Ilustremos o lado inverso com exemplos brasileiros. O Largo do Batata, em São Paulo, tornar-se-ia o Largo da Batata Ruffles. O Ministério Público pediu esclarecimentos ao Prefeito de São Paulo e a PepsiCo teria desistido do projeto. Lembro-me também do Prefeito de Marília, que cortou com um alicate os fios que alimentam os radares que controlam a velocidade dos veículos na cidade que governa. Ou ainda, o nosso “Programa Pé de Meia”, e toda a polêmica que envolve a Lei n. 14.818/2014, e especialmente o Regulamento, contido no Decreto n. 11.901/2024.
O livro também trata de uma “camarotização” da vida norte-americana. Isto é, quem mais pode pagar pode ocupar os melhores espaços. A medida vai da primeira-classe dos aviões até espaços em eventos esportivos. Não vejo novidade nisso. Na navegação do século XIX já havia camarotes de primeira classe. E nos estádios (no Brasil) há muito tempo há cadeiras-cativas. Esse argumento não me pareceu convincente. No caso dos navios lembro-me da emblemática cena do Titanic, quando, no momento mais angustiante do naufrágio não havia como se comprar um bote salva vidas prioritário ou um bote de primeira classe. O diretor, James Cameron, explorou com sensibilidade essa cena, que problematiza os limites da desigualdade.

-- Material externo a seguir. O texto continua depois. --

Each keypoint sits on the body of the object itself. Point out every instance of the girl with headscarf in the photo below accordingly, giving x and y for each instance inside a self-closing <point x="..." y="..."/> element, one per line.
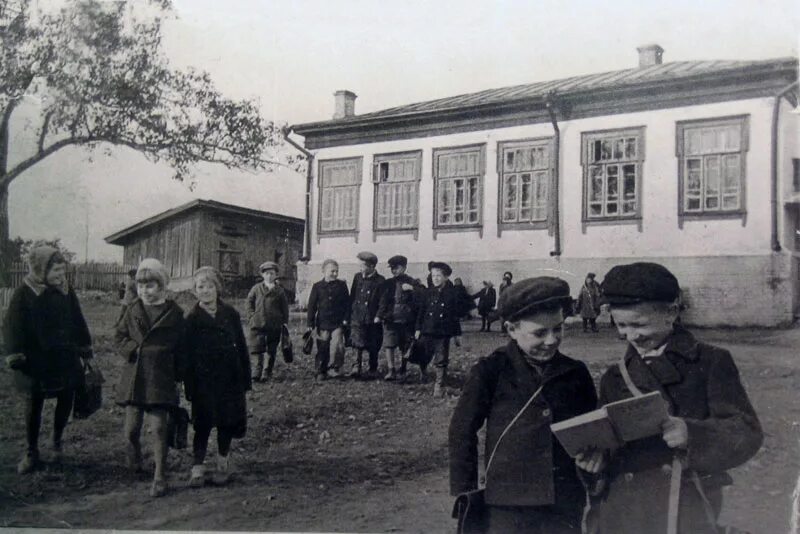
<point x="46" y="336"/>
<point x="217" y="374"/>
<point x="149" y="337"/>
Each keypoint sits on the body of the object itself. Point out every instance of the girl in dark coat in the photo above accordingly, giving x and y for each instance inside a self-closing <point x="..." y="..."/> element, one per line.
<point x="149" y="338"/>
<point x="46" y="337"/>
<point x="217" y="374"/>
<point x="487" y="298"/>
<point x="518" y="391"/>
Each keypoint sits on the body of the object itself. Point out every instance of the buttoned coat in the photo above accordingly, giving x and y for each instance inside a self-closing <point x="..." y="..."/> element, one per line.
<point x="439" y="311"/>
<point x="153" y="356"/>
<point x="701" y="383"/>
<point x="217" y="368"/>
<point x="265" y="308"/>
<point x="530" y="468"/>
<point x="49" y="328"/>
<point x="365" y="298"/>
<point x="328" y="305"/>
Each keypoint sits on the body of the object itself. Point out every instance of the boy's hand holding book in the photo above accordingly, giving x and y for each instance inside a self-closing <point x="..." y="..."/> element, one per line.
<point x="676" y="433"/>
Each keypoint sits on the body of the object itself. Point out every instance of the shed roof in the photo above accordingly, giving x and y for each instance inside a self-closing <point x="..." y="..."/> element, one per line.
<point x="118" y="237"/>
<point x="654" y="75"/>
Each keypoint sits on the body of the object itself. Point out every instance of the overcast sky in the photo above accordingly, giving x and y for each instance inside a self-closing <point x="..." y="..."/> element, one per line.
<point x="292" y="55"/>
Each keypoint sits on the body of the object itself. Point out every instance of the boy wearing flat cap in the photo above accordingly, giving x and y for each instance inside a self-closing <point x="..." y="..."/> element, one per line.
<point x="397" y="310"/>
<point x="437" y="322"/>
<point x="365" y="331"/>
<point x="267" y="310"/>
<point x="711" y="427"/>
<point x="518" y="391"/>
<point x="328" y="309"/>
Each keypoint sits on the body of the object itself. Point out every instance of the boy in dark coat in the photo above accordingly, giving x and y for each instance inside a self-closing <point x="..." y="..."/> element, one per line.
<point x="328" y="308"/>
<point x="267" y="311"/>
<point x="217" y="374"/>
<point x="711" y="428"/>
<point x="531" y="482"/>
<point x="46" y="338"/>
<point x="487" y="298"/>
<point x="397" y="310"/>
<point x="365" y="330"/>
<point x="437" y="322"/>
<point x="150" y="340"/>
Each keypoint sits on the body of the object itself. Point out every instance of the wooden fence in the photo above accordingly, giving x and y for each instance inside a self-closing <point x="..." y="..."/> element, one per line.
<point x="92" y="275"/>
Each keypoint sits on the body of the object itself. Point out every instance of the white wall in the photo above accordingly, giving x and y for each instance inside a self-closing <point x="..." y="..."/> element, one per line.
<point x="660" y="235"/>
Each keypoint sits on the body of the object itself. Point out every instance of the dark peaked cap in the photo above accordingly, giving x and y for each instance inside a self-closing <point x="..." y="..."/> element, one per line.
<point x="532" y="294"/>
<point x="394" y="261"/>
<point x="446" y="269"/>
<point x="639" y="282"/>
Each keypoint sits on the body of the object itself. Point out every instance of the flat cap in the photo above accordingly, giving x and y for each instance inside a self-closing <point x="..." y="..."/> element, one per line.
<point x="267" y="265"/>
<point x="531" y="295"/>
<point x="368" y="257"/>
<point x="639" y="282"/>
<point x="442" y="266"/>
<point x="394" y="261"/>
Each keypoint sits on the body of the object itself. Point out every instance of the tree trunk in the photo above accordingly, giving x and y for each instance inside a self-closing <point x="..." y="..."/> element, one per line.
<point x="5" y="249"/>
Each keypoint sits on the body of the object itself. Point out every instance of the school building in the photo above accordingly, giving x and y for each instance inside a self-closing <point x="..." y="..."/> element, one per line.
<point x="692" y="164"/>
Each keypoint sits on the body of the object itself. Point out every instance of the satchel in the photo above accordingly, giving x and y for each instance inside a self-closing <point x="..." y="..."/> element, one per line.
<point x="470" y="507"/>
<point x="308" y="342"/>
<point x="89" y="396"/>
<point x="286" y="345"/>
<point x="177" y="428"/>
<point x="470" y="511"/>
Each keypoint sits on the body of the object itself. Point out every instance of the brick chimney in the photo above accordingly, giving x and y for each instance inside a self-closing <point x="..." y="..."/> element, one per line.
<point x="650" y="55"/>
<point x="345" y="104"/>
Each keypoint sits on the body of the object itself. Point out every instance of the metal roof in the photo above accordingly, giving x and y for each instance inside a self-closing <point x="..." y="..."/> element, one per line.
<point x="115" y="238"/>
<point x="665" y="72"/>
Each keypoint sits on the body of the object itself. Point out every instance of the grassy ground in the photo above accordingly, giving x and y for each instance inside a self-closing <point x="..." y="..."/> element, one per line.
<point x="350" y="456"/>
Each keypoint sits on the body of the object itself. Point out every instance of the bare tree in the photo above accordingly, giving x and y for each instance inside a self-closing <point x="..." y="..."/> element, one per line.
<point x="100" y="76"/>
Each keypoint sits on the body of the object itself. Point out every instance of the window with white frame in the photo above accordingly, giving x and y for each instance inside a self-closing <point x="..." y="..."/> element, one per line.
<point x="524" y="180"/>
<point x="458" y="178"/>
<point x="612" y="162"/>
<point x="712" y="165"/>
<point x="396" y="178"/>
<point x="339" y="183"/>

Michael J. Sandel propõe uma reflexão provocativa sobre os limites morais dos mercados. O texto é acessível e temperado com miríade de exemplos instigantes. A argumentação desafia a naturalização da lógica da venda de tudo que se possa imaginar. O autor argumenta que há nichos da vida que não poderiam ser reduzidos a transações econômicas. Há um tom marcadamente moralizante na crítica. O dinheiro é explicitado como um permanente fator de corrupção da existência.
O livro é, no entanto, um estimulante desafio de leitura sobre o impacto da mercantilização na vida social. Tenho a impressão de que o autor nos pergunta se estamos, de fato, confortáveis em conviver em uma sociedade na qual tudo estaria à venda. Se tudo tem um preço, talvez o que realmente esteja em jogo seja o valor que atribuímos àquilo que o dinheiro não deveria comprar. Remeto o leitor também a outro livro do autor, Justiça, o que é fazer a coisa certa, que a coluna resenhará oportunamente.